Raksasa tekstil, PT Sri Rejeki Isman Tbk (SRIL) atau Sritex, resmi pailit setelah Mahkamah Agung (MA) menolak kasasi emiten tekstil itu. Seiring dengan inkrahnya status pailit SRIL, Tim kurator Sritex mencatatkan total tagihan yang diajukan oleh kreditur kepada perusahaan raksasa tekstil dan dan anak-anak usahanya mencapai Rp 32,63 triliun.
Adapun anak usahanya yang juga pailit yaitu PT Sinar Pantja Djaja, PT Bitratex Industries, dan PT Primayudha Mandirijaya, dalam perkara nomor 2/PDT.SUS-Homologasi/2024/Pengadilan Niaga Semarang.
Di samping itu jumlah tagihan yang dihimpun tim kurator berasal dari tiga kreditur, yakni kreditur preferen, separatis, dan konkuren. Kreditur preferen memiliki tagihan sebesar Rp 691,42 miliar, kreditur separatis mencatatkan tagihan sebesar Rp 7,2 triliun, dan kreditur konkuren sebesar Rp 24,73 triliun.

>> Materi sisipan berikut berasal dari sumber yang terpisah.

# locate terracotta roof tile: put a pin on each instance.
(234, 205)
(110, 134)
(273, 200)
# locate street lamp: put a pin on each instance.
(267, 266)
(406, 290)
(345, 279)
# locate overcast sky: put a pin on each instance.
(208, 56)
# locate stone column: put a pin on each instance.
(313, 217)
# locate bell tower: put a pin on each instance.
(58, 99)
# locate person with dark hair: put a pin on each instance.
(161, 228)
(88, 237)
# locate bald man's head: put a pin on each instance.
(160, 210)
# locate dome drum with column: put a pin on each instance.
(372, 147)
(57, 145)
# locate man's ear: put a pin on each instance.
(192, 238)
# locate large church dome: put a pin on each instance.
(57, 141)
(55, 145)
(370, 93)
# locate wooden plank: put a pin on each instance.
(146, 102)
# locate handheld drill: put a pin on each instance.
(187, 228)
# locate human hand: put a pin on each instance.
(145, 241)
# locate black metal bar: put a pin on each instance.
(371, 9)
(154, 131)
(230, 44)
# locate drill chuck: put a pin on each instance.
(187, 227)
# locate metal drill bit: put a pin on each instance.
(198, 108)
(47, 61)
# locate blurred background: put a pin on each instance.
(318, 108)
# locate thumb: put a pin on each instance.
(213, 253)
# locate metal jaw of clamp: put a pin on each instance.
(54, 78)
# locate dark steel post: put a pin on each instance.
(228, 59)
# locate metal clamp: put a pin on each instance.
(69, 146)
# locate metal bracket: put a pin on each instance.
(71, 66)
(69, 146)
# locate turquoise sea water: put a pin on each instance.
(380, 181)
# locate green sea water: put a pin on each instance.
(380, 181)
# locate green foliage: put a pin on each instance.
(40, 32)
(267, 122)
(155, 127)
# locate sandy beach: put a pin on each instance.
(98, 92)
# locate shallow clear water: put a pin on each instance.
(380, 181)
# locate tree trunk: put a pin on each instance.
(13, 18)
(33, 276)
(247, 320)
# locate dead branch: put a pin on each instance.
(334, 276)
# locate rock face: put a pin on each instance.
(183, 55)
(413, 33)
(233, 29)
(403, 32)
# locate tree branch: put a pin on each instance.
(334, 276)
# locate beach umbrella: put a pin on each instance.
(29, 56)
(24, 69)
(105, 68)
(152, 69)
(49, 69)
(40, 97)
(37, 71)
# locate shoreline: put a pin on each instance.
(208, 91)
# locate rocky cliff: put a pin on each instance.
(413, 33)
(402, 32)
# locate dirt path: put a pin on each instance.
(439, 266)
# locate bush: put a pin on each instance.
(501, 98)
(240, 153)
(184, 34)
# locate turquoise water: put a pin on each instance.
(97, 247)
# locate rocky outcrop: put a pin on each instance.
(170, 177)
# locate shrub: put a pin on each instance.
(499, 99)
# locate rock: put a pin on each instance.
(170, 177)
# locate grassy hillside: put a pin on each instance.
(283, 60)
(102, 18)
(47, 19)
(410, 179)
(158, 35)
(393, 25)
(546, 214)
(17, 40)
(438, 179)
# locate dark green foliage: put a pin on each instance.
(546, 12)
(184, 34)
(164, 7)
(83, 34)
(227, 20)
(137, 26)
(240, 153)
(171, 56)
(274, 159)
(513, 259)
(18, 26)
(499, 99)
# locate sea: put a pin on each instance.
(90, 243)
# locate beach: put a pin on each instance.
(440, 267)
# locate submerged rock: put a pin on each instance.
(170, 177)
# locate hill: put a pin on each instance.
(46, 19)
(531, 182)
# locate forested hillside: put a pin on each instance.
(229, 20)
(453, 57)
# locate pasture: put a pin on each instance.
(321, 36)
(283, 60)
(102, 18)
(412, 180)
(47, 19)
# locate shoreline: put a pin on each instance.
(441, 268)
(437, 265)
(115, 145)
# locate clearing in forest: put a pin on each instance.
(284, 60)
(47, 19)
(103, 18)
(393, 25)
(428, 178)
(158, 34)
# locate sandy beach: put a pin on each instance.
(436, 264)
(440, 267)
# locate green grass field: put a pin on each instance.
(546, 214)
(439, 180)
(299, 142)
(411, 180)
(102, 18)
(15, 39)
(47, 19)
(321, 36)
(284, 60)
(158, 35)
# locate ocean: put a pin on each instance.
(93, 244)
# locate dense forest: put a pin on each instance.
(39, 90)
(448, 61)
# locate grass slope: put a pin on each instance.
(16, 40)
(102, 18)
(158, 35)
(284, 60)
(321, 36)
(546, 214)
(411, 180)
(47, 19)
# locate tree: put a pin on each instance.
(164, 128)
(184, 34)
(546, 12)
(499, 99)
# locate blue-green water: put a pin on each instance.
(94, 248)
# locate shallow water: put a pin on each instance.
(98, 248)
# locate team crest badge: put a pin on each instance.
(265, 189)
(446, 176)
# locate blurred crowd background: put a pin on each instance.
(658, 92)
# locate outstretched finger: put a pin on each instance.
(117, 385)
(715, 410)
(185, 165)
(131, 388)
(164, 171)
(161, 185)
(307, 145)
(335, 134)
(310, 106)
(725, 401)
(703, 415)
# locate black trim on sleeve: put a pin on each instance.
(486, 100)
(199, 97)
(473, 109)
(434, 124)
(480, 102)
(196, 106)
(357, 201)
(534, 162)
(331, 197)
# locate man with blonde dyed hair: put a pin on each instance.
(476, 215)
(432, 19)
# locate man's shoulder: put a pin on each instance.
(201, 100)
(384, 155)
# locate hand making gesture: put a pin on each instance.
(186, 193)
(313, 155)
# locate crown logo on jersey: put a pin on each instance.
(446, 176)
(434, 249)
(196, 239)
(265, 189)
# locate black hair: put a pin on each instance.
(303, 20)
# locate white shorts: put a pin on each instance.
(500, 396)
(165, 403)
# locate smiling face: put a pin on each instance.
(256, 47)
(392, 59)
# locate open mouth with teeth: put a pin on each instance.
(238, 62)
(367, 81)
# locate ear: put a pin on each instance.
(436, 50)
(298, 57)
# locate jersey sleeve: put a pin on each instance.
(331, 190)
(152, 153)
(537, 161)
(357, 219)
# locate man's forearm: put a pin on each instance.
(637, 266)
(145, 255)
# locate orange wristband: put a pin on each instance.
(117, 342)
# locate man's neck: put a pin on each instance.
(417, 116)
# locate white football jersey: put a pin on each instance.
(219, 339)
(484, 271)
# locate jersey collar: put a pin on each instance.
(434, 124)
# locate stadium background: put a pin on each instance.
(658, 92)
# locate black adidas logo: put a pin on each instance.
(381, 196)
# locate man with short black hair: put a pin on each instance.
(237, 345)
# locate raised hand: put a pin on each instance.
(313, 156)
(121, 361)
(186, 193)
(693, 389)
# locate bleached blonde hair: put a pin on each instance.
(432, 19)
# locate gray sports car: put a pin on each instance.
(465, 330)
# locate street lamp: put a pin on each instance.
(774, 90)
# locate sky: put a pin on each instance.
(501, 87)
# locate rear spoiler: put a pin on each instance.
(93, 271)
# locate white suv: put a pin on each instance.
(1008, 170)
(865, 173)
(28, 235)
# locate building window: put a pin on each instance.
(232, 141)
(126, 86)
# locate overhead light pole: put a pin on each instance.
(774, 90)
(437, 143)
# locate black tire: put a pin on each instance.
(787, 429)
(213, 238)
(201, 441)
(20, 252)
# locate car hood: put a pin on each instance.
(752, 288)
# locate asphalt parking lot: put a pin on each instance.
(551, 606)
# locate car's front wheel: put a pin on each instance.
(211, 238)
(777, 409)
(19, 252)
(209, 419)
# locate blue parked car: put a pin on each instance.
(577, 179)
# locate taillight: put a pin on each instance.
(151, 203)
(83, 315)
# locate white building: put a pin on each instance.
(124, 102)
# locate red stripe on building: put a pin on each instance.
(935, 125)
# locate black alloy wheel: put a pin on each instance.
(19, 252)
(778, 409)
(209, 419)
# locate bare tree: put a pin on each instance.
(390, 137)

Padahal menurut laporan keuangan periode 30 September 2024, Sritex memiliki total utang Rp 26,07 triliun sedangkan nilai asetnya hanya Rp 9,63 triliun.
Berdasarkan daftar sementara kreditor konkuren yang dirilis oleh tim kurator pada 13 Desember 2024, Citicorp Investment Bank (Singapore) Limited tercatat sebagai kreditor dengan klaim terbesar terhadap Sritex. Total klaim yang diajukan oleh Citicorp Investment Bank mencapai Rp 4,43 triliun, yang terdiri dari pokok utang Rp 3,47 triliun, bunga sebesar Rp 950 miliar, dan sisanya denda.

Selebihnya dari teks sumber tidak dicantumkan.